‘No.’
‘Oh.’ Her relief was purely because that meant she hadn’t lost her opportunity to do this. ‘Good.’
When his eyes met hers, the speculation in them was unmistakable. Oh, God. This was going from bad to worse. It was bad enough that she had imagined him naked, but that he might feel a similar curiosity about her...
‘I take it you are not leaving, either?’
‘I—no. Why?’
‘This is the exit.’ He nodded towards the garden.
‘Oh.’ She furrowed her brow. ‘I didn’t—no. I just needed space.’
He lifted a brow. ‘And now, bella? Have you had enough space?’
Bella?Beautiful? A shudder ran through her. She was not beautiful. At least, she desperately didn’t want to be. Not in the way any man might notice and praise her for. She was not going to be like her mother—praised for her looks, adored for them, and then resented for them and the power they wielded. It was one of the reasons she’d refused to dress up tonight, choosing to wear a pair of simple black pants and a cream linen blouse—nothing that could draw attention to her figure, nothing that could draw attention to her at all.
‘Olivia,’ she supplied quickly, stopping herself from revealing her surname by clamping her lips together.
‘Luca.’ He held out a hand, as if to shake hers, but when Olivia placed hers in Luca’s grip, he lifted it to his lips, placing a delicate kiss across her knuckles. Delicate it might have been, but the effect of her central nervous system was cataclysmic. She jerked her hand away, her blood pressure surely reaching dangerous levels now.
‘I know.’ Her own voice was croaky; she cleared it. Don’t be such a coward! Get this over with. ‘Actually...’ She dug her fingernails into her palms. ‘You’re the reason I’m here tonight.’
His expression didn’t change, yet she was aware of a tightening in his frame, a tension radiating from him now that hadn’t been there a moment ago.
‘Am I?’ There was dark scepticism in his words, and she wondered at that. ‘And why is that?’
‘I came to speak to you.’
‘I see.’
Was that disappointment in the depths of his eyes? She’d been wrong before. They were nothing like bark. Nothing so ordinary. These were eyes that were as dark as the sky, as determined as iron, as fascinating as every book ever written. She was losing herself in their intricacies, committing each spec to memory when she should have been focusing on what she needed to say!
‘Well?’ he drawled, and now his cynicism was unmistakable. ‘What would you like to discuss?’
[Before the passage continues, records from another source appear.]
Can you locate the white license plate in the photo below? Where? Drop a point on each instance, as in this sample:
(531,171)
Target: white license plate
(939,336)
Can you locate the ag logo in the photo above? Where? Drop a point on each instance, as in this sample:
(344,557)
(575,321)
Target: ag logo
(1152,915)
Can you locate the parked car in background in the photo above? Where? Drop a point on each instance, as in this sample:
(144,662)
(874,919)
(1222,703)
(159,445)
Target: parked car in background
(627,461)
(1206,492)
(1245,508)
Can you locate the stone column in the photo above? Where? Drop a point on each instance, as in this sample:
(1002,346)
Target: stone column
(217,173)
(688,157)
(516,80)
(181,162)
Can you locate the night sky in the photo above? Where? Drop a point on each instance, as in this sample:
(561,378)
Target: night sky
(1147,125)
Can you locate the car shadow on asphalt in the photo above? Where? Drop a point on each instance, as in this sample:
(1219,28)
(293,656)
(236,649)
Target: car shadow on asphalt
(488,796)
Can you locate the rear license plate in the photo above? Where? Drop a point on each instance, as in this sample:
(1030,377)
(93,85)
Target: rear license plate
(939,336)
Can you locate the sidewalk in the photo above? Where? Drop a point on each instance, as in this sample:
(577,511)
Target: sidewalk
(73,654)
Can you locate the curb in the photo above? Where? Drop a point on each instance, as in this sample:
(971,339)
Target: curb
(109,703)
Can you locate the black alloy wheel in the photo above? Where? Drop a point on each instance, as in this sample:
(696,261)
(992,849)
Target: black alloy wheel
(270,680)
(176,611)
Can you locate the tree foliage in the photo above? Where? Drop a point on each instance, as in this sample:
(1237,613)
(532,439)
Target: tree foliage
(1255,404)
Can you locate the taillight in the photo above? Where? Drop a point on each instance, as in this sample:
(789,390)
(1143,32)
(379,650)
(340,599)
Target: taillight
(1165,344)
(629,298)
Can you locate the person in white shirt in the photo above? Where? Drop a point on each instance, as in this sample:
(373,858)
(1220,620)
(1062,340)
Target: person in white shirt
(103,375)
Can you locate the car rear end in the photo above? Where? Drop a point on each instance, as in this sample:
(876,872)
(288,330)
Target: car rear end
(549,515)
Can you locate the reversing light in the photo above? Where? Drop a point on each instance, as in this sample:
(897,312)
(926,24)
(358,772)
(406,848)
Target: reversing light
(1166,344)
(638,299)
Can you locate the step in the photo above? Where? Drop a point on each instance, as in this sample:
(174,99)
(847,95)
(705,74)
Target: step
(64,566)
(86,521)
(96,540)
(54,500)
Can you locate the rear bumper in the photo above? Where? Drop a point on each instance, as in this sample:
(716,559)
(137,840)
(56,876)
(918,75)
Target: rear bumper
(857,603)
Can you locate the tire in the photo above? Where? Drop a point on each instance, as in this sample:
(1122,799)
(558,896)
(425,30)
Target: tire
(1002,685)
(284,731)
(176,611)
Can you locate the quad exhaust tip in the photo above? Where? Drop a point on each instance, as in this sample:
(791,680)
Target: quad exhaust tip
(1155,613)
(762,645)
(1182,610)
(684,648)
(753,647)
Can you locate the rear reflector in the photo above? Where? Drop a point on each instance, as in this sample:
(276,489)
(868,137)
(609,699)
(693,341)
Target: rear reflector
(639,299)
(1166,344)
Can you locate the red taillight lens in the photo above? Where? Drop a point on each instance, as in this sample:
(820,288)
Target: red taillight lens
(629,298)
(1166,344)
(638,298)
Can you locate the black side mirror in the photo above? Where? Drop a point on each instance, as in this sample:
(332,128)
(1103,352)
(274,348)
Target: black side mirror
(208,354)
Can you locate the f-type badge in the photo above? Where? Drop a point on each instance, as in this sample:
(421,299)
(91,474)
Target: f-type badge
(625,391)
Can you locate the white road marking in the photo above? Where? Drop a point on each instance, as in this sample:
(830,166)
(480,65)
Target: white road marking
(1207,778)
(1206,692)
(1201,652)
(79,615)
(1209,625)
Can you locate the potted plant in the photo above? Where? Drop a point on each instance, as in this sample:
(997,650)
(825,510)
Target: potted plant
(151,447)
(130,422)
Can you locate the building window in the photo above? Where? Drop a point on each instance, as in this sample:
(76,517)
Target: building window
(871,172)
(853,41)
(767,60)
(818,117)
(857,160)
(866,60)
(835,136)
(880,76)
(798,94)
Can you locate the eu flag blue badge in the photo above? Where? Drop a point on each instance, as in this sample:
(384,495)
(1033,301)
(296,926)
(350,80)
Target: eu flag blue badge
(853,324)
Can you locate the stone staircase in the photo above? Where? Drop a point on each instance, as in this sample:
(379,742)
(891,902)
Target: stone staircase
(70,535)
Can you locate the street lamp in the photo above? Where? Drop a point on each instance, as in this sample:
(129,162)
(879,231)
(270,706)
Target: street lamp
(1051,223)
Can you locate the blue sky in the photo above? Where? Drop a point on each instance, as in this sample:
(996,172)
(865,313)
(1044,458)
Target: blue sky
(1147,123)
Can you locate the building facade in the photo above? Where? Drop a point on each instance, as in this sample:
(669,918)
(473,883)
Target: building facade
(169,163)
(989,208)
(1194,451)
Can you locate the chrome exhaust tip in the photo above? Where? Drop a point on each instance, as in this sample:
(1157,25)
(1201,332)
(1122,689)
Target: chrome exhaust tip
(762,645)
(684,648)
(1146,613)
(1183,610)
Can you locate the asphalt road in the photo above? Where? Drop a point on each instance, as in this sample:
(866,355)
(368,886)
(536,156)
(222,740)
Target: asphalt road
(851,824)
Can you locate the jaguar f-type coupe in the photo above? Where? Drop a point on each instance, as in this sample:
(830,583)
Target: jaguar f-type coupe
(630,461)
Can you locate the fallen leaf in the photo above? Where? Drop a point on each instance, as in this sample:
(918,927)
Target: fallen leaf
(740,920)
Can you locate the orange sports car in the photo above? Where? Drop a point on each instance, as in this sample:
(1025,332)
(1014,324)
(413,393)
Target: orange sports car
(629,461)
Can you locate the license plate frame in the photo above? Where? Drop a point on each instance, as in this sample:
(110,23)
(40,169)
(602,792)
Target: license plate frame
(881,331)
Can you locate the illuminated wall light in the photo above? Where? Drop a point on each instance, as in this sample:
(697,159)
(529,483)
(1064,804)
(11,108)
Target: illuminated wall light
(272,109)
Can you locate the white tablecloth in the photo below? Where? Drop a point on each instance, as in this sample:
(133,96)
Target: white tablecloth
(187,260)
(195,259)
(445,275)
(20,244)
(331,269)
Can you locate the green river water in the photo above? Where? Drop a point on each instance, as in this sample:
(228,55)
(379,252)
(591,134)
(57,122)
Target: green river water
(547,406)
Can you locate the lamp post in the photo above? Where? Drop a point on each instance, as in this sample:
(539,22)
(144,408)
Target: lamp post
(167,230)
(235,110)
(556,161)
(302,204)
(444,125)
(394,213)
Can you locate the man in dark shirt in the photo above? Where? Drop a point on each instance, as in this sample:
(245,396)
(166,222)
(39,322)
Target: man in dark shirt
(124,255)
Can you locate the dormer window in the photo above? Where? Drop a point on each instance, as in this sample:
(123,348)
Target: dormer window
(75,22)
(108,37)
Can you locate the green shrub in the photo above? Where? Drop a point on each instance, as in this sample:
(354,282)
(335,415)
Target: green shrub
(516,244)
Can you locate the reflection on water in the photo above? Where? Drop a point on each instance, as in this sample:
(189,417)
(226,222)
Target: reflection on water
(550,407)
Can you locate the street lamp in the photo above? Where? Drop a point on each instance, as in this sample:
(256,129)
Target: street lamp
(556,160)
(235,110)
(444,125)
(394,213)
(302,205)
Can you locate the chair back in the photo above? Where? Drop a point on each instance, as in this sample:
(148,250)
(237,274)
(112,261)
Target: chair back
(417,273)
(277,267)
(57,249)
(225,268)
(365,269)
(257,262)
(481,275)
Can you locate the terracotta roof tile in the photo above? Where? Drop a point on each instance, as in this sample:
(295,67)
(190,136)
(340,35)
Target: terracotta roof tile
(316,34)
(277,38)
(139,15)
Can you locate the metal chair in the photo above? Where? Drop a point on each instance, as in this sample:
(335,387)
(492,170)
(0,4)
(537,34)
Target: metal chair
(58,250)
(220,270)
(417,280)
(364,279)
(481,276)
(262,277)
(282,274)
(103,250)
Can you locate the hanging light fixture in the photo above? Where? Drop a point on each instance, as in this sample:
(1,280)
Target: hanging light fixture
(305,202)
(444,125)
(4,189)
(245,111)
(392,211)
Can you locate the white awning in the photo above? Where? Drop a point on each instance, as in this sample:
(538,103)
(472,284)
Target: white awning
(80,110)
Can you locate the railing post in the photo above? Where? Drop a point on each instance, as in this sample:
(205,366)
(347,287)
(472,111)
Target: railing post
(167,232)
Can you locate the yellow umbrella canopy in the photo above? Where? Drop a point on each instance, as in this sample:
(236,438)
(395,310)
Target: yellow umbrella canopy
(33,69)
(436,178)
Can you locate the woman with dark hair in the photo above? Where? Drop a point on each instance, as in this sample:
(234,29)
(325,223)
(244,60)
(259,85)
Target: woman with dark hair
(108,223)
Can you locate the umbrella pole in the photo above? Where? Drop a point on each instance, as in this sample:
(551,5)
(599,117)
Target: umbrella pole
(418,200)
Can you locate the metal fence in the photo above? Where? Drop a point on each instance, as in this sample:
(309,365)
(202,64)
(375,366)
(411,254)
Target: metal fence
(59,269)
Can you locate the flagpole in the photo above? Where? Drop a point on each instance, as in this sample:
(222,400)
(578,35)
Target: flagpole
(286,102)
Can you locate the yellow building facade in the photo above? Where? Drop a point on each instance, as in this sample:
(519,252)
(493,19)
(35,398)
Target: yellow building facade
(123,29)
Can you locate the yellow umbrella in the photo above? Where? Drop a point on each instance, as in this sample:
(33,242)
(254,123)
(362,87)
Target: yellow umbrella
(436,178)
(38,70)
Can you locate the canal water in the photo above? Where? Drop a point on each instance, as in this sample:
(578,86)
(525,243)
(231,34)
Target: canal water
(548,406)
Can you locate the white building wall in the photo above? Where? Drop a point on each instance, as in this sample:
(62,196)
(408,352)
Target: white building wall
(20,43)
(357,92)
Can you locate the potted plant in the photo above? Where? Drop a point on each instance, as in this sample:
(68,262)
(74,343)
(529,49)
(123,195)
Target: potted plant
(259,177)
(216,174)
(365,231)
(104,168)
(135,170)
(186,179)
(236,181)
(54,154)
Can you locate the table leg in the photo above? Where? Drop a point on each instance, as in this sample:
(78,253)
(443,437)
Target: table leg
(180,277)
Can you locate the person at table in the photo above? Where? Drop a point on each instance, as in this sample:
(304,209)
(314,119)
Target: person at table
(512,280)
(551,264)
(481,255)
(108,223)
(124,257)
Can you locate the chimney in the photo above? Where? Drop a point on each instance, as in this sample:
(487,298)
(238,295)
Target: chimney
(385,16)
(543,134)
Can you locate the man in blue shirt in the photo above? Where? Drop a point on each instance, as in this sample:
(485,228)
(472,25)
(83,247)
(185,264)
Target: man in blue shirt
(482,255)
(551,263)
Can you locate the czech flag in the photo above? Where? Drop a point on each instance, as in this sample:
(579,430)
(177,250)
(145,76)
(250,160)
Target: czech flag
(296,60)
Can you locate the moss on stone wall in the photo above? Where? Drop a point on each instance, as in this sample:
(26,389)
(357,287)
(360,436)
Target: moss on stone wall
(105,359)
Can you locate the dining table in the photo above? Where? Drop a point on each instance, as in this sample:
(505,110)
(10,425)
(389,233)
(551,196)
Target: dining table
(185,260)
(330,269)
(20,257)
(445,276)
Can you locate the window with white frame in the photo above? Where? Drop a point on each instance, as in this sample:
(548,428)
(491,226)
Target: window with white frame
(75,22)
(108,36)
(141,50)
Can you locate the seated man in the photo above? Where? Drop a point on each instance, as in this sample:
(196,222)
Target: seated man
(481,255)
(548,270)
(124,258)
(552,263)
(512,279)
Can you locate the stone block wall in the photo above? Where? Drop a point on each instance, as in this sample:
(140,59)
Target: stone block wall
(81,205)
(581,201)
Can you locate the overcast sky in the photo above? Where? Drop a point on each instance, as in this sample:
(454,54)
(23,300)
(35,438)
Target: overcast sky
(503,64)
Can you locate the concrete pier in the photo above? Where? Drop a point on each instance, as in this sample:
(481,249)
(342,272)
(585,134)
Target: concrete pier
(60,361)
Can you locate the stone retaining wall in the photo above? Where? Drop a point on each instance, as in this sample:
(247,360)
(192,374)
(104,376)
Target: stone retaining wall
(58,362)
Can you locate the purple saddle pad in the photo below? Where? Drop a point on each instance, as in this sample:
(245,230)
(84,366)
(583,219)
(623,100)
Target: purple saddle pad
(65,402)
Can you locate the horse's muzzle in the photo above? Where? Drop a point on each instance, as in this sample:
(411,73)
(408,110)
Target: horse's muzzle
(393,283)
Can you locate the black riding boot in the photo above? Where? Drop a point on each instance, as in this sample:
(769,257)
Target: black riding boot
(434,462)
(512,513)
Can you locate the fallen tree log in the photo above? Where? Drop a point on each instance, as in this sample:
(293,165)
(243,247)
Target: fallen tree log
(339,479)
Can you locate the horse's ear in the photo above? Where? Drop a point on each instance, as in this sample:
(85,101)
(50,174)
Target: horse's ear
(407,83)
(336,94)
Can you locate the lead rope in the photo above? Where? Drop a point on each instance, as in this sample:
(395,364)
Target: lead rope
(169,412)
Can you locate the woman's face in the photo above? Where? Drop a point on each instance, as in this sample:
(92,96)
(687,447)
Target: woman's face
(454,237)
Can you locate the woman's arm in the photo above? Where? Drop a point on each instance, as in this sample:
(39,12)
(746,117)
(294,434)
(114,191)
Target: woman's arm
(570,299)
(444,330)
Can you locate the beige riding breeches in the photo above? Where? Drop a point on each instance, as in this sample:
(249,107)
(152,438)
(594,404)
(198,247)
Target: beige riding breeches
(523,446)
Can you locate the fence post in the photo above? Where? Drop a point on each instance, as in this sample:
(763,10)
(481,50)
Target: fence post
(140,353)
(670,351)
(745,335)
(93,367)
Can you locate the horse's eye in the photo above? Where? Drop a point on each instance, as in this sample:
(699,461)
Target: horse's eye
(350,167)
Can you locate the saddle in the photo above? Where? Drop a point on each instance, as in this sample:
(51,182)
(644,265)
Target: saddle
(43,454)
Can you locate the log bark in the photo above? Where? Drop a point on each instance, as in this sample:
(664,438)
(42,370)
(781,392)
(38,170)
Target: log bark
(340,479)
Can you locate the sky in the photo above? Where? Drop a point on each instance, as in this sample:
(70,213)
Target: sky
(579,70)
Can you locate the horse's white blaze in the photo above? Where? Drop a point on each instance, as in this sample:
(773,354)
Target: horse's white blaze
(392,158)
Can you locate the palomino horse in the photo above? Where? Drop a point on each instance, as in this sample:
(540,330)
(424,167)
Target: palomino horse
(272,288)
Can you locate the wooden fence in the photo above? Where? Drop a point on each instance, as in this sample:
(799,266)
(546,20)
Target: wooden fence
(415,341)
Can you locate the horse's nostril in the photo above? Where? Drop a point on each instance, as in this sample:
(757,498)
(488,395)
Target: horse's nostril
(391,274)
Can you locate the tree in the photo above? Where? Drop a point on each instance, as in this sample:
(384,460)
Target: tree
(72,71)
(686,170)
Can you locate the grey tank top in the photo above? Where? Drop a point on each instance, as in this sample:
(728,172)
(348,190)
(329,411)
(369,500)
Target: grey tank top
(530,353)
Her heart stammered. Say it. But how in the world could Olivia Thornton-Rose stand there and propose marriage to Luca Giovanardi? It was so ridiculous that, out of nowhere, she laughed, a tremulous, eerie sound, underscored by a lifting of her fingers to her forehead. She ran them across her brow, searching for words.
‘There are two reasons women generally approach me,’ he said quietly. ‘Either with an investment “opportunity”...’ he formed air quote marks around the word ‘...or to suggest a more...personal arrangement. Why don’t you say which it is you have come to discuss?’
She sucked in a jagged breath, his arrogance wholly unexpected. But somehow, it made things easier, because he reminded her, ever so slightly, of her father in that moment, and that in turn made her feel just a little bit of hate for him—a hate that helped her face the necessity of what she’d come to do.
‘I suppose, if we have to place this conversation into one of those two categories, it would certainly be the former, and not the latter.’
His eyes probed hers for longer than was necessary, then swept down to her lips, blazing a line of fire and heat as he went. ‘Shame,’ he murmured. ‘I am not interested in any further business opportunities at present. However, a personal connection would have been quite satisfying to explore.’
Her stomach rolled and tumbled and her breath seemed to burn inside her lungs, making breathing almost impossible. Stars danced behind her eyelids. ‘Impossible,’ she managed to squeak out, wishing for her trademark cool in that moment. ‘I’m not interested in that, at all.’
His features showed that he knew that to be a lie. Was she so obvious? Of course she was. She had no experience. How could she conceal what she was feeling from someone like Luca? She was a lamb to slaughter.
‘Then I cannot see what we have to discuss.’
Do it. Get it over with. What’s the worst that can happen? That he’ll say no?
‘I know about the bank you’re trying to buy.’
He straightened, regarding her with a new level of interest. She’d surprised him, the words the last thing he’d expected to hear from her.
‘Everyone knows about the offer I have made,’ he hedged with admirable restraint, as though it were no big deal.